Prediksi SDY — Aktivis Greenpeace Indonesia bersama sejumlah pemuda Papua menggelar aksi teatrikal dan unjuk rasa damai di depan Kantor Kementerian Koordinator Bidang Perekonomian, Jakarta, pada Kamis (18/12/2025). Aksi ini menyuarakan penolakan dan keprihatinan mendalam terhadap rencana Proyek Strategis Nasional (PSN) perkebunan tebu skala besar di Merauke, Papua.
Proyek Energi yang Dinilai Sebagai Solusi Palsu
Para pengunjuk rasa menilai proyek ini sebagai solusi palsu atas kebutuhan energi nasional. Mereka menyatakan bahwa ambisi pengembangan bioetanol dari tebu justru mengancam keberlangsungan hutan alam primer dan merampas ruang hidup masyarakat adat setempat. Menurut mereka, pembukaan lahan besar-besaran untuk proyek ini berpotensi menyebabkan deforestasi masif di Tanah Papua.

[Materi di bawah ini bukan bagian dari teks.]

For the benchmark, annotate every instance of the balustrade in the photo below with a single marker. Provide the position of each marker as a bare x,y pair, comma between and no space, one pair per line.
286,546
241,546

Kekhawatiran atas Hutan dan Masyarakat Adat
Greenpeace Indonesia menyoroti pernyataan Presiden Prabowo Subianto mengenai rencana penanaman kelapa sawit untuk Bahan Bakar Minyak (BBM) serta tebu atau singkong untuk etanol di Papua. Organisasi lingkungan itu menyatakan kekhawatiran bahwa ambisi swasembada energi dan pangan tersebut berisiko tinggi membabat jutaan hektar hutan alam dan mengabaikan keberadaan serta hak-hak masyarakat adat Papua.
Pernyataan Pemerintah dan Arah Pembangunan
Di sisi lain, dalam sebuah pengarahan kepada kepala daerah se-Papua dan Komite Eksekutif Percepatan Pembangunan Otonomi Khusus Papua di Istana Negara pada Selasa (16/12/2025), Presiden Prabowo menegaskan bahwa penanaman komoditas tersebut di Papua ditujukan untuk mencapai swasembada energi dan pangan nasional. Pernyataan ini menjadi dasar dari proyek-proyek strategis yang kini menuai kritik dari berbagai kalangan.
Aksi di Jakarta ini menjadi penanda ketegangan antara dua kepentingan besar: percepatan pembangunan ekonomi dan energi versus pelestarian lingkungan serta penghormatan terhadap hak-hak masyarakat adat. Dialog dan kajian mendalam yang melibatkan semua pemangku kepentingan dinilai sangat diperlukan untuk mencari titik temu yang berkelanjutan.